CAROLYN BOSTICK | Hagadone News Network | UPDATED 1 year, 1 month AGO
by CAROLYN BOSTICK
Carolyn Bostick has worked for the Coeur d’Alene Press since June 2023. She covers Shoshone County and Coeur d'Alene. Carolyn previously worked in Utica, New York at the Observer-Dispatch for almost seven years before briefly working at The Inquirer and Mirror in Nantucket, Massachusetts. Since she moved to the Pacific Northwest from upstate New York in 2021, she's performed with the Spokane Shakespeare Society for three summers. | February 10, 2025 1:07 AM

POST FALLS — Police Chief Greg McLean recently appealed to the City Council to support an ordinance concerning police access to buildings in certain circumstances.
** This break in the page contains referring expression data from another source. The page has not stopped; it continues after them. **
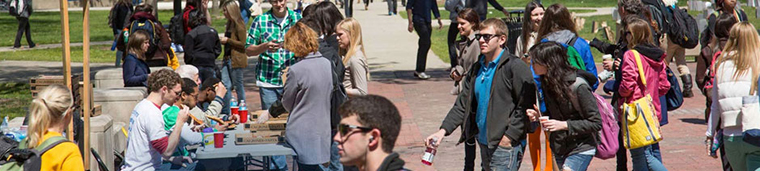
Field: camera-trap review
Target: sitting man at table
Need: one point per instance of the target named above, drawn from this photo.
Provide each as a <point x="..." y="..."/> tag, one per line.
<point x="367" y="133"/>
<point x="148" y="142"/>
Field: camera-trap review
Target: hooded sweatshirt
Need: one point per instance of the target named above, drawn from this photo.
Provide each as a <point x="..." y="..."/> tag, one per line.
<point x="580" y="44"/>
<point x="632" y="88"/>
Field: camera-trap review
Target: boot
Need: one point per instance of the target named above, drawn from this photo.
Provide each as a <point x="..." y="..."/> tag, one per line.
<point x="686" y="79"/>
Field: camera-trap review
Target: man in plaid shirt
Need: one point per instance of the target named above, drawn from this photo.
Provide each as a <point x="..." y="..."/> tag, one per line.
<point x="265" y="39"/>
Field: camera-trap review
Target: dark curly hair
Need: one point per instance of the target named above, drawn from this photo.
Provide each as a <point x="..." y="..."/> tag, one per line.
<point x="553" y="56"/>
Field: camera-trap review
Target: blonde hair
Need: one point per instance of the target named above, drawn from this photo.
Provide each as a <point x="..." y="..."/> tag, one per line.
<point x="48" y="109"/>
<point x="743" y="40"/>
<point x="236" y="19"/>
<point x="301" y="40"/>
<point x="354" y="30"/>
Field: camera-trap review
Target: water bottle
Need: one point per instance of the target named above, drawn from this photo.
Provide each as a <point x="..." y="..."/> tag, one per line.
<point x="427" y="159"/>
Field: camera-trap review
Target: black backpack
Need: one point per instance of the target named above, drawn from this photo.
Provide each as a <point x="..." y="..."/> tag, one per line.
<point x="683" y="29"/>
<point x="177" y="29"/>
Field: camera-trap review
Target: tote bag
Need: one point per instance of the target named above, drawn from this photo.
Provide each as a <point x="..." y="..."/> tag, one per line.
<point x="640" y="124"/>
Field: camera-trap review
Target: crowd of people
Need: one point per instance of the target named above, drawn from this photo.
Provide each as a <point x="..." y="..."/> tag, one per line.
<point x="312" y="65"/>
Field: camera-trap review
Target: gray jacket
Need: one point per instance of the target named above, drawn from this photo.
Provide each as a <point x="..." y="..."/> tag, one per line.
<point x="306" y="96"/>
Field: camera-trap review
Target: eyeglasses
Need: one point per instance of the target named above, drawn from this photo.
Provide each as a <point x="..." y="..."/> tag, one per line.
<point x="486" y="37"/>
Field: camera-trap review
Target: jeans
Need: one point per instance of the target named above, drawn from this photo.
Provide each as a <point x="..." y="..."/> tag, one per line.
<point x="392" y="7"/>
<point x="644" y="160"/>
<point x="23" y="27"/>
<point x="206" y="73"/>
<point x="232" y="80"/>
<point x="424" y="30"/>
<point x="576" y="162"/>
<point x="741" y="155"/>
<point x="452" y="36"/>
<point x="269" y="96"/>
<point x="501" y="158"/>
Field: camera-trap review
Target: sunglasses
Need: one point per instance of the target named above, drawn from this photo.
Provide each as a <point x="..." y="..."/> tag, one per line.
<point x="486" y="37"/>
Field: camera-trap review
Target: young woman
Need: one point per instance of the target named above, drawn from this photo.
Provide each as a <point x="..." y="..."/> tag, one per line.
<point x="530" y="29"/>
<point x="307" y="96"/>
<point x="235" y="59"/>
<point x="135" y="70"/>
<point x="575" y="124"/>
<point x="558" y="26"/>
<point x="351" y="48"/>
<point x="49" y="116"/>
<point x="736" y="81"/>
<point x="640" y="42"/>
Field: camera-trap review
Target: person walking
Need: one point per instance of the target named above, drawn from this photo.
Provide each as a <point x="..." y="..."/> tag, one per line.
<point x="641" y="48"/>
<point x="736" y="82"/>
<point x="573" y="127"/>
<point x="488" y="109"/>
<point x="24" y="10"/>
<point x="418" y="14"/>
<point x="352" y="49"/>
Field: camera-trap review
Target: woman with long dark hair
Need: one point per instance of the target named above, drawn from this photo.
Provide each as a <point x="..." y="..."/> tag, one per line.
<point x="574" y="118"/>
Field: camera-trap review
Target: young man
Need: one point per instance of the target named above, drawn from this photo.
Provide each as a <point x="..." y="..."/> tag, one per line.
<point x="491" y="107"/>
<point x="368" y="132"/>
<point x="148" y="142"/>
<point x="418" y="13"/>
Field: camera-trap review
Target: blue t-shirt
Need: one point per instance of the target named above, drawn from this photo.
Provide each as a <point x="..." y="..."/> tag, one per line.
<point x="483" y="81"/>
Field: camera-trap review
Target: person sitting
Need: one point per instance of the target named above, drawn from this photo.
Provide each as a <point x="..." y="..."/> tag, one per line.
<point x="367" y="133"/>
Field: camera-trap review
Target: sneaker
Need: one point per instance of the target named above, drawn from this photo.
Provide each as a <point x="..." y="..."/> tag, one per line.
<point x="421" y="75"/>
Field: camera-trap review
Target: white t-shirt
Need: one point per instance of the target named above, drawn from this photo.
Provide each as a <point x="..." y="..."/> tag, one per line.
<point x="146" y="131"/>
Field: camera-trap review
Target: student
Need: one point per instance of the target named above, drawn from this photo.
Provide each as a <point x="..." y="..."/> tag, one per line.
<point x="135" y="70"/>
<point x="306" y="96"/>
<point x="418" y="13"/>
<point x="202" y="46"/>
<point x="577" y="123"/>
<point x="557" y="25"/>
<point x="235" y="59"/>
<point x="149" y="142"/>
<point x="351" y="47"/>
<point x="640" y="42"/>
<point x="50" y="114"/>
<point x="368" y="132"/>
<point x="736" y="78"/>
<point x="494" y="69"/>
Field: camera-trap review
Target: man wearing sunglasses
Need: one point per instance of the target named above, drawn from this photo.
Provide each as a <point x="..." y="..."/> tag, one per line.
<point x="367" y="133"/>
<point x="491" y="107"/>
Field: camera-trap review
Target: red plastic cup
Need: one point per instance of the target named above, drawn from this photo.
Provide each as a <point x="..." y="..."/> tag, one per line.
<point x="243" y="116"/>
<point x="218" y="140"/>
<point x="234" y="110"/>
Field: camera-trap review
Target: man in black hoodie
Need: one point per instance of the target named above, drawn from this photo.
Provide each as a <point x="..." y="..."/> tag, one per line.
<point x="367" y="133"/>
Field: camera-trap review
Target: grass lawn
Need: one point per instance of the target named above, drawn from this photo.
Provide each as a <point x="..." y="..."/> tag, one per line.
<point x="46" y="26"/>
<point x="98" y="54"/>
<point x="14" y="98"/>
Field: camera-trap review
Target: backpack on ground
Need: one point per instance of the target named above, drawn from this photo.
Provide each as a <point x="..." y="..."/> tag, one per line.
<point x="177" y="29"/>
<point x="683" y="29"/>
<point x="23" y="158"/>
<point x="607" y="145"/>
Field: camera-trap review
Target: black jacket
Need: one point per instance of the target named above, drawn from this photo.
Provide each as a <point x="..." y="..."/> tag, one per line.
<point x="512" y="92"/>
<point x="392" y="163"/>
<point x="582" y="125"/>
<point x="202" y="46"/>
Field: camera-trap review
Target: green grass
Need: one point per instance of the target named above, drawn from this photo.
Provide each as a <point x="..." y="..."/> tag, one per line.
<point x="98" y="54"/>
<point x="46" y="26"/>
<point x="14" y="98"/>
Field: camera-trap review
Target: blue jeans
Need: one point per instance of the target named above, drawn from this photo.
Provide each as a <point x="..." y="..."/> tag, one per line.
<point x="269" y="96"/>
<point x="644" y="160"/>
<point x="576" y="162"/>
<point x="501" y="158"/>
<point x="205" y="73"/>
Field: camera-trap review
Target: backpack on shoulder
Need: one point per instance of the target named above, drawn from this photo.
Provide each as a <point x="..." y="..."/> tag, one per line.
<point x="23" y="158"/>
<point x="608" y="136"/>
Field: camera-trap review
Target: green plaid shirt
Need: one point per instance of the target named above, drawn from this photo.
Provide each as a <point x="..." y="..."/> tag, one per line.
<point x="265" y="28"/>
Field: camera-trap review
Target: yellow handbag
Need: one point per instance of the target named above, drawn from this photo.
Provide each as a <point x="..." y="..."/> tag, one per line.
<point x="641" y="126"/>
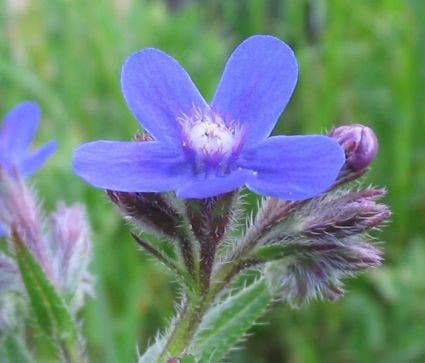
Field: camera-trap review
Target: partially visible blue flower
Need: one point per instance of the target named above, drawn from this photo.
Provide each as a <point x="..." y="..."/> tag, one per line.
<point x="202" y="150"/>
<point x="16" y="136"/>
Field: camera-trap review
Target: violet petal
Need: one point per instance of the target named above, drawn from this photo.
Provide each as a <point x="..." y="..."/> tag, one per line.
<point x="157" y="90"/>
<point x="294" y="167"/>
<point x="19" y="127"/>
<point x="257" y="84"/>
<point x="30" y="164"/>
<point x="148" y="166"/>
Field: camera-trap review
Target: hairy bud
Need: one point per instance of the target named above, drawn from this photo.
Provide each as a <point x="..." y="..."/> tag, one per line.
<point x="153" y="212"/>
<point x="71" y="252"/>
<point x="359" y="143"/>
<point x="315" y="268"/>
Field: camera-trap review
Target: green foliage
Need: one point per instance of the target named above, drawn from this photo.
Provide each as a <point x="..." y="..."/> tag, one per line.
<point x="14" y="350"/>
<point x="224" y="325"/>
<point x="359" y="62"/>
<point x="50" y="309"/>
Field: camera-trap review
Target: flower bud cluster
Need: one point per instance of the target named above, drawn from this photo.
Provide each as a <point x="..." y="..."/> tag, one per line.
<point x="64" y="251"/>
<point x="360" y="145"/>
<point x="325" y="240"/>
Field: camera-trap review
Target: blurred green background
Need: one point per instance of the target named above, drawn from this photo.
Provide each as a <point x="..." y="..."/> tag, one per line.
<point x="360" y="61"/>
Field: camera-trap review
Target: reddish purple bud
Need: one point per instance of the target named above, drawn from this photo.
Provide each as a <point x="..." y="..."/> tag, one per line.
<point x="359" y="143"/>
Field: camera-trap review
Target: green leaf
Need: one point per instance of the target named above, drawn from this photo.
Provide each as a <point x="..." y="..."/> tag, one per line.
<point x="49" y="307"/>
<point x="153" y="352"/>
<point x="14" y="350"/>
<point x="226" y="323"/>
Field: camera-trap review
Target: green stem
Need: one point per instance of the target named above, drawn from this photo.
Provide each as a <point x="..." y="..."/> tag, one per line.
<point x="185" y="328"/>
<point x="70" y="353"/>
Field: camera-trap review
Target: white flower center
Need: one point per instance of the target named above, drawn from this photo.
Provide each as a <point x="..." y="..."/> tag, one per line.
<point x="211" y="138"/>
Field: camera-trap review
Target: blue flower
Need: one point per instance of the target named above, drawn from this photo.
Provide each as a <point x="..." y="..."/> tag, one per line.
<point x="202" y="150"/>
<point x="16" y="135"/>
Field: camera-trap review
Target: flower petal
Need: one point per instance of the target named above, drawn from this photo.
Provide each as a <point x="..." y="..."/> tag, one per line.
<point x="294" y="167"/>
<point x="19" y="127"/>
<point x="147" y="166"/>
<point x="30" y="164"/>
<point x="157" y="90"/>
<point x="213" y="185"/>
<point x="257" y="84"/>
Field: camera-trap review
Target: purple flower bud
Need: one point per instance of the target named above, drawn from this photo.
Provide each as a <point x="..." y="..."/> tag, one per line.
<point x="359" y="143"/>
<point x="71" y="253"/>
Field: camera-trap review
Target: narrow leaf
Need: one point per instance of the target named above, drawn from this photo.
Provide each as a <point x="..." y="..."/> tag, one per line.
<point x="226" y="324"/>
<point x="15" y="350"/>
<point x="49" y="307"/>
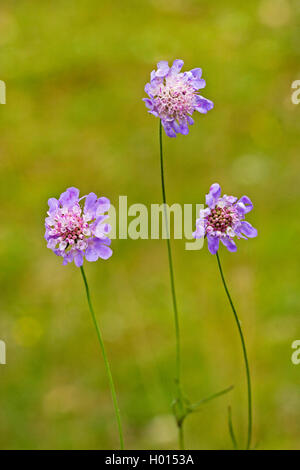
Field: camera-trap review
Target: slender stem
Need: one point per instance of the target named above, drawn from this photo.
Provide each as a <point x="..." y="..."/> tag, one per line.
<point x="231" y="431"/>
<point x="194" y="406"/>
<point x="244" y="353"/>
<point x="107" y="366"/>
<point x="176" y="318"/>
<point x="181" y="436"/>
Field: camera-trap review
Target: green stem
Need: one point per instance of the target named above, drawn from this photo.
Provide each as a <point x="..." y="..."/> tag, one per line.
<point x="244" y="353"/>
<point x="231" y="431"/>
<point x="107" y="366"/>
<point x="176" y="319"/>
<point x="194" y="406"/>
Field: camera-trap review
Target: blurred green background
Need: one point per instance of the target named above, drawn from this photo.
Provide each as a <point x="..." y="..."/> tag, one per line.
<point x="75" y="73"/>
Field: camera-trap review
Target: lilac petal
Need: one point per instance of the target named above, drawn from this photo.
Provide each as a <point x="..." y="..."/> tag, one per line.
<point x="177" y="66"/>
<point x="99" y="228"/>
<point x="203" y="104"/>
<point x="69" y="197"/>
<point x="148" y="89"/>
<point x="213" y="195"/>
<point x="103" y="205"/>
<point x="78" y="258"/>
<point x="162" y="68"/>
<point x="245" y="204"/>
<point x="148" y="103"/>
<point x="104" y="251"/>
<point x="68" y="257"/>
<point x="168" y="129"/>
<point x="248" y="230"/>
<point x="176" y="127"/>
<point x="91" y="254"/>
<point x="200" y="230"/>
<point x="229" y="243"/>
<point x="90" y="201"/>
<point x="53" y="204"/>
<point x="199" y="84"/>
<point x="213" y="244"/>
<point x="197" y="73"/>
<point x="184" y="128"/>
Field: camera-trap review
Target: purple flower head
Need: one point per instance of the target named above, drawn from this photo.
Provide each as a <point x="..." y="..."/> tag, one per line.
<point x="223" y="220"/>
<point x="173" y="96"/>
<point x="76" y="228"/>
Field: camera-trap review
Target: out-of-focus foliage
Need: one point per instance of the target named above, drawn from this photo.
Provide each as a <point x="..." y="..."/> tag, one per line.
<point x="75" y="73"/>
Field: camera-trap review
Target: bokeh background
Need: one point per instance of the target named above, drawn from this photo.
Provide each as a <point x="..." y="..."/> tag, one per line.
<point x="75" y="73"/>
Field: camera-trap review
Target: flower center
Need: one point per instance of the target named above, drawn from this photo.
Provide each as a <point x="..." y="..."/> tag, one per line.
<point x="176" y="101"/>
<point x="70" y="228"/>
<point x="220" y="219"/>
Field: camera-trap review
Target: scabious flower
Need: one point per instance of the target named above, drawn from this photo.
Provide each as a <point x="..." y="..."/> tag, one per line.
<point x="223" y="220"/>
<point x="173" y="96"/>
<point x="76" y="228"/>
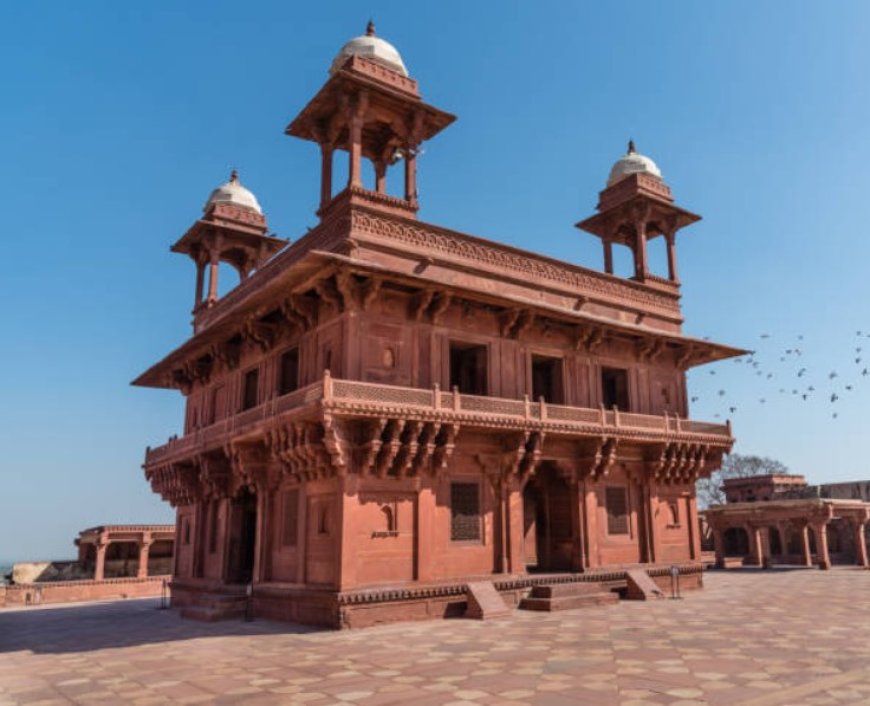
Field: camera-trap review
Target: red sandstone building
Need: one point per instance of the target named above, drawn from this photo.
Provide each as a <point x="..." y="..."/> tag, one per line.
<point x="779" y="519"/>
<point x="385" y="409"/>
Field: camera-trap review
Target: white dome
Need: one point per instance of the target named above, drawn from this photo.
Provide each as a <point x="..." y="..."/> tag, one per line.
<point x="632" y="163"/>
<point x="233" y="193"/>
<point x="372" y="48"/>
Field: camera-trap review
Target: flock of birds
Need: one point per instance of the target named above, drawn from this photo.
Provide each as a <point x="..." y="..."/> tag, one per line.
<point x="782" y="372"/>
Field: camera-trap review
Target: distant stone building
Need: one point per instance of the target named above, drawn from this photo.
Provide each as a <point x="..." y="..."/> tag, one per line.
<point x="780" y="519"/>
<point x="386" y="409"/>
<point x="113" y="561"/>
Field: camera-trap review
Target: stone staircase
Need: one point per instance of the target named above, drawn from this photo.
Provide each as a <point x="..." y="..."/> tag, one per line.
<point x="211" y="608"/>
<point x="568" y="596"/>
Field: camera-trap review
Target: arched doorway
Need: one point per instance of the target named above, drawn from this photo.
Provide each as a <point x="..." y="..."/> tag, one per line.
<point x="736" y="542"/>
<point x="242" y="537"/>
<point x="548" y="529"/>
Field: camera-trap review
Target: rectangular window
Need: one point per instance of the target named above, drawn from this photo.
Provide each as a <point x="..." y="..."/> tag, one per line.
<point x="614" y="388"/>
<point x="249" y="389"/>
<point x="464" y="512"/>
<point x="288" y="373"/>
<point x="290" y="524"/>
<point x="468" y="368"/>
<point x="547" y="379"/>
<point x="616" y="503"/>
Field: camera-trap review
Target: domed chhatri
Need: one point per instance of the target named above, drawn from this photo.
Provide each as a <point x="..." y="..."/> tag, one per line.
<point x="232" y="192"/>
<point x="372" y="48"/>
<point x="632" y="163"/>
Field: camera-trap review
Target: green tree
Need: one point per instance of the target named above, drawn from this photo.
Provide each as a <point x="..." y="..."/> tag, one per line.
<point x="735" y="466"/>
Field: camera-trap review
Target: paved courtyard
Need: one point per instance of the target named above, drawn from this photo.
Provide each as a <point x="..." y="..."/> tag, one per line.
<point x="751" y="637"/>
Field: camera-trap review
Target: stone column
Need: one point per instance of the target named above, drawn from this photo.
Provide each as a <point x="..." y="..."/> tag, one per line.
<point x="578" y="555"/>
<point x="200" y="281"/>
<point x="756" y="549"/>
<point x="144" y="550"/>
<point x="608" y="256"/>
<point x="380" y="176"/>
<point x="671" y="239"/>
<point x="765" y="547"/>
<point x="719" y="546"/>
<point x="100" y="566"/>
<point x="860" y="544"/>
<point x="325" y="174"/>
<point x="806" y="554"/>
<point x="641" y="260"/>
<point x="214" y="264"/>
<point x="694" y="527"/>
<point x="591" y="515"/>
<point x="821" y="531"/>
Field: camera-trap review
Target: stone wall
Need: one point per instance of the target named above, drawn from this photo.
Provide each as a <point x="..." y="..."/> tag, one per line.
<point x="72" y="591"/>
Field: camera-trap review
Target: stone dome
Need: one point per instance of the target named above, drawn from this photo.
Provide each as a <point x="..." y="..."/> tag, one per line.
<point x="233" y="193"/>
<point x="372" y="48"/>
<point x="632" y="163"/>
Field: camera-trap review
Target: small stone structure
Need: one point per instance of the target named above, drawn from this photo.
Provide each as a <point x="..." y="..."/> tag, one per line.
<point x="386" y="410"/>
<point x="779" y="519"/>
<point x="115" y="561"/>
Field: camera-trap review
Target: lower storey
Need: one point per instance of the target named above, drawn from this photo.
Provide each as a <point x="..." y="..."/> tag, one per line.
<point x="364" y="608"/>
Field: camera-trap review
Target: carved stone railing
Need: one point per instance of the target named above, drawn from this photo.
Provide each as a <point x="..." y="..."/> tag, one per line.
<point x="349" y="398"/>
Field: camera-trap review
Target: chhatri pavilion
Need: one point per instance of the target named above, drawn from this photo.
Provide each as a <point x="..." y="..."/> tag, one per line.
<point x="385" y="412"/>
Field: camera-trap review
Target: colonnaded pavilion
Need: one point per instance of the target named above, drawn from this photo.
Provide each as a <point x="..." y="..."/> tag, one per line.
<point x="385" y="412"/>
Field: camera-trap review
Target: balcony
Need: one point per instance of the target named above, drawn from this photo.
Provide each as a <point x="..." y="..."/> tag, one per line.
<point x="362" y="400"/>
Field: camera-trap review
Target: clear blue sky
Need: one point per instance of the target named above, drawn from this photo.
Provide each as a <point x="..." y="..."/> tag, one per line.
<point x="117" y="119"/>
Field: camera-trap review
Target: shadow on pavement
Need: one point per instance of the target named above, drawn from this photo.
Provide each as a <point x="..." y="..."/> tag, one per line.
<point x="85" y="627"/>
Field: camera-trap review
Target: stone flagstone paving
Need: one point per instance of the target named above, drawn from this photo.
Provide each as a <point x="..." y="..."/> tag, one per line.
<point x="751" y="637"/>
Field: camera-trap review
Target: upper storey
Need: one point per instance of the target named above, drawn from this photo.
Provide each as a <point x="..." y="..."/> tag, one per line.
<point x="371" y="108"/>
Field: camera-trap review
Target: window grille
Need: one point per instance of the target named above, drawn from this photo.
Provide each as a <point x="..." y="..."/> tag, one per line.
<point x="464" y="511"/>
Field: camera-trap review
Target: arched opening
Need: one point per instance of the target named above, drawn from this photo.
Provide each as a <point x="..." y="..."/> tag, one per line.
<point x="122" y="560"/>
<point x="242" y="537"/>
<point x="548" y="531"/>
<point x="776" y="542"/>
<point x="736" y="542"/>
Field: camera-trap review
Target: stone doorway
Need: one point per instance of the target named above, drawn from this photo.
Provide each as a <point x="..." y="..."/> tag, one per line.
<point x="242" y="537"/>
<point x="548" y="530"/>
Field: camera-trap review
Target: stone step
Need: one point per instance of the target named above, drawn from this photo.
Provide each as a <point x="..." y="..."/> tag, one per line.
<point x="569" y="602"/>
<point x="559" y="590"/>
<point x="211" y="614"/>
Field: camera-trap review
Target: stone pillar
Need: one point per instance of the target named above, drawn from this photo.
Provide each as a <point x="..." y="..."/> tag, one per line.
<point x="765" y="547"/>
<point x="671" y="239"/>
<point x="641" y="260"/>
<point x="355" y="171"/>
<point x="694" y="527"/>
<point x="608" y="256"/>
<point x="719" y="546"/>
<point x="515" y="525"/>
<point x="380" y="176"/>
<point x="578" y="554"/>
<point x="214" y="263"/>
<point x="411" y="173"/>
<point x="144" y="550"/>
<point x="325" y="174"/>
<point x="860" y="544"/>
<point x="756" y="549"/>
<point x="302" y="534"/>
<point x="200" y="282"/>
<point x="821" y="531"/>
<point x="806" y="554"/>
<point x="100" y="566"/>
<point x="591" y="516"/>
The ordinance passed unanimously. 

"Time is life," McLean said.

The measure came before the planning and zoning commission in November and defines emergency situations as those requiring urgent action to prevent imminent harm, assist in medical responses, prevent evidence destruction or stop fleeing suspects. 

"This is really saying here’s a key so you can get in faster as opposed to us breaking a door," said Councilor Samantha Steigleder.

McLean said that in February 2024, a father of a 2-year-old was concerned about his ex-wife potentially hurting their child while intoxicated.

"We were not able to get into the access control area," McLean said.

It took 15 minutes and the help of the dispatch center to gain access to the apartment complex, McLean said.

"We're seeing an increase in developments with this kind of common area with key access," McLean said. 

The wording of the ordinance would give the chief of police authorization to require the building's owner to give responders access to common areas of an apartment complex or gated community.

Prosecutor Eileen McGovern said there are already civil liabilities for officers in the event of unwanted access. 

"The consequences for failure to conform to constitutional standards regarding exigent circumstances would be suppression of evidence," McGovern said.

Exigency refers to legal circumstances that allow police officers to perform certain actions without a warrant and not offend the Fourth Amendment such as the imminent risk of injury, destruction of evidence and hot pursuit/escape of a suspect.